I am so glad I have a job that eats my life.
Not that there aren’t parts that are hard or frustrating – like how little I make, the sheer amount of unpaid overtime I put in, and seeing some of the most tragic and infuriating situations you can imagine. Those things do get to me sometimes.
But I honestly believe I am one of the luckiest people on earth. How many people can say that their evening plans were interrupted because they had to help give emergency care to a harbor seal in critical condition? How about handling animals daily that most people in the world don’t even know exist? Or seeing a bird fly away who came to us bleeding and nearly dead from emaciation? Or, even better, figuring out some easy new trick that hikes the quality of our animal care just a little higher?
For me, it isn’t about some kind of ethereal, spiritual connection with animals (The wolf paused as it walked away and glanced back at me. In that single look I could see his gratitude. —GAG–) or some weird pride issue (Ha ha, I have an owl at my house, I’m so special! —BLECH!–). I won’t deny I love the feeling that I’m making a difference, or that sometimes it amazes me the things that my colleagues and I find commonplace. But it is more than that, different than that. It’s part challenge, part wonder, part filling a void of compassion few other people know exists. And for someone who spends quite a lot of time putting words together to describe the indescribable, that’s really the only way I can describe it.
Sometimes I lose sight of all of that. I get tied up in the frustrating parts or dwell on the negative.
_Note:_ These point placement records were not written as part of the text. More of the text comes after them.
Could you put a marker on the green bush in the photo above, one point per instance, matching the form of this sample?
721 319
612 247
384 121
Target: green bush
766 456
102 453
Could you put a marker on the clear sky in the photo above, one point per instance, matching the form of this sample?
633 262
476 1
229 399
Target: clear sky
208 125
This is true of writing as well (you didn’t think I’d get there, did you? Well, you underestimated me!). I’ve been pretty stuck on revisions for the better part of a month. I work on it just about daily, but I haven’t been making any real progress. I just keep focusing on that one thing I haven’t figured out to my own satisfaction, and then the entire story begins to fall apart in my mind. Then I get overwhelmed with just how many things I ‘need’ to fix. And then I start making up problems that don’t exist.
The solution to both problems is to remember the good things and rekindle the passion. In my work, it usually works to imagine doing some other job. Or to take a minute while I’m cleaning up piles and piles of bear poo to think about what I am actually doing, and how I’ve wanted to do it ever since I was little. Or to pause long enough in my daily rounds to watch a tiny baby cedar waxwing try to swallow a berry bigger than its head in one gulp.
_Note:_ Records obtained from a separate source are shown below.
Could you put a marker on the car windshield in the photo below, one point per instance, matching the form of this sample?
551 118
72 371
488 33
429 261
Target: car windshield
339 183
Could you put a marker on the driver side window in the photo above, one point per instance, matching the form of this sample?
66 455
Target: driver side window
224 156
I need to bring perspective back to my writing. No, it isn’t perfect; I do have a lot of work to do. But it’s manageable. There are things that work as they are. I like reading my story, I like my characters. That one plot problem does not take the entire story down with it. I will find a solution to it at some point. Things aren’t a hopeless tangled mess, they’re just a tangled mess.
And even if I don’t solve it this draft, I need to let my beta readers (and after them my agent/editor), tell me what is important. I am often surprised by what things my critique group focuses on, because often what I deem awful and messed up is not a problem for them as readers. But something else I hadn’t even thought of threw the story off the rail. And, surprise surprise, there’s actually an easy solution to that problem. And surprise again, that solution actually fixes what was bothering me before.
So back into it. And I’m actually feeling motivated again, for the first time in a month.